Today, Palestinian refugees number nearly four million, out of a total population of approximately ten million. They are still deprived of their internationally-recognized right to return to their homeland. In the West Bank, Israel continues to seize land for Israeli-only settlements and Israeli-only roads.



2. Who carried out the massacre?

The Haganah, which became the Israeli army, fired mortars at the village while the Irgun and Stern Gang attacked from close range. At the time of the massacre, David Ben-Gurion, Israel's 1st prime minister, directed Haganah policy; Menachem Begin, Israel's 6th prime minister, led the Irgun; and Yitzhak Shamir, Israel's 7th prime minister, was a leader of the Stern Gang.



3. What resulted from the Deir Yassin massacre?

As news of the massacre spread, the ensuing terror triggered the mass flight of Palestinians. A few days after the attacks, in fact, the Irgun asserted that the incident advanced "terror and dread among the Arabs in all the villages around, in Al Maliha, Qaluniya and Beit Iksa a panic flight began ..." The flight of Palestinian refugees fit into the plans of Zionist military and political leaders at the time. During the first week of April, a concerted campaign - known as Plan Dalet - to systematically expel Palestinians from areas sought for the soon-to-be-founded state of Israel went into effect. Zionist forces conducted eight major military operations against Palestinian cities and villages between April 1st and May 15th when Israel declared independence and Arab states intervened in response to the growing refugee crisis. Some 250,000 Palestinians had been expelled by then.



4. Was Deir Yassin an isolated incident?

No. While Deir Yassin may be the most infamous, Israeli historian Benny Morris documents 24 massacres of Palestinians conducted by Zionist, and then Israeli, forces in 1948. According to Morris, "In some cases four or five people were executed, in others the numbers were 70, 80, 100. There was also a great deal of arbitrary killing. Two old men are spotted walking in a field - they are shot. A woman is found in an abandoned village - she is shot. There are cases such as the village of Dawayima [in the Hebron region], in which a column entered the village with all guns blazing and killed anything that moved. The worst cases were Saliha (70-80 killed), Deir Yassin (100-110), Lod (250), Dawayima (hundreds) and perhaps Abu Shusha (70).... The fact is that no one was punished for these acts of murder. Ben-Gurion silenced the matter. He covered up for the officers who did the massacres."

The Irgun and Stern Gang also attacked British and United Nations institutions and officers who they believed stood in the way of the Zionist enterprise in Palestine. The Irgun was responsible for the bombing of the King David Hotel, which was used as British military headquarters, in Jerusalem in 1946. Ninety-one people were killed. The Stern Gang assassinated Lord Moyne, the British minister of state for the Middle East, in 1944, attempted to assassinate Harold MacMichael, the High Commissioner of Palestine, in 1944 and assassinated Count Folke Bernadotte, the United Nations representative in the Middle East, in 1948.
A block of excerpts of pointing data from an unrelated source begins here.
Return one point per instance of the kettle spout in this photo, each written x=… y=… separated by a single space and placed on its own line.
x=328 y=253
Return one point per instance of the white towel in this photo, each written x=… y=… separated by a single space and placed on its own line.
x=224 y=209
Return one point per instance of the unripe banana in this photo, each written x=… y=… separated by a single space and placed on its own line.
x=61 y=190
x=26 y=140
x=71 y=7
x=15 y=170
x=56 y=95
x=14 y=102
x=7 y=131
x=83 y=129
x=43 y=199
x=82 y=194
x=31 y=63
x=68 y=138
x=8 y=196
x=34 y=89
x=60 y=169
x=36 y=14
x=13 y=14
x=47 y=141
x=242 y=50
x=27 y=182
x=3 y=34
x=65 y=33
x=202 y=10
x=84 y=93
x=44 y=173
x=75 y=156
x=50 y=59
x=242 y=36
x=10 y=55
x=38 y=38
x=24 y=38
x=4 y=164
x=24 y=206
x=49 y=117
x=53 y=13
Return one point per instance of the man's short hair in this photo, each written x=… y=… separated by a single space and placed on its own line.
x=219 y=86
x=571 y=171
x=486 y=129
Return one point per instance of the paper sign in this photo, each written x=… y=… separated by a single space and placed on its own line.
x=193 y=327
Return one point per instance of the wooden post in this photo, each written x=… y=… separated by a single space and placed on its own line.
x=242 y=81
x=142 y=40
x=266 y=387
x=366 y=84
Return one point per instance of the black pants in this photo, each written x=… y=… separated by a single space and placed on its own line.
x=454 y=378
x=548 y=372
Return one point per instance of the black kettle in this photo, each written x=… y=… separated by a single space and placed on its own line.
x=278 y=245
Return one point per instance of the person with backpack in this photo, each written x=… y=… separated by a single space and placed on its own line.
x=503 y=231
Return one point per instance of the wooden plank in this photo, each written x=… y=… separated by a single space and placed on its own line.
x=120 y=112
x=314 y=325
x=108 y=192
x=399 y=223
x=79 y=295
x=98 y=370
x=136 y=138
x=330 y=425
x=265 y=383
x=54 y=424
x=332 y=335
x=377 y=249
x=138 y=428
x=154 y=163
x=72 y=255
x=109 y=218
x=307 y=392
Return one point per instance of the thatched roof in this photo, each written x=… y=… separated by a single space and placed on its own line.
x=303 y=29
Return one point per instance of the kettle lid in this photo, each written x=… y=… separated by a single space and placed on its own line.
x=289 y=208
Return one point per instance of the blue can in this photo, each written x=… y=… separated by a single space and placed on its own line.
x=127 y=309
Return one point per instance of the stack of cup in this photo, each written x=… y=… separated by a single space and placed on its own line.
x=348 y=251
5. What was the total destruction and how it is still relevant today?

In total, at least 450 Palestinian towns and villages were depopulated due to Zionist military attacks or fear of such attacks. Most of these were demolished. By the end of 1948, more than 700,000 Palestinians - two-thirds of the Palestinian population - were exiled and their society was destroyed. Even today, a Jew from anywhere in the world is welcome to settle in Israel, while Palestinians with the keys and deeds to their seized homes do not enjoy the right to return.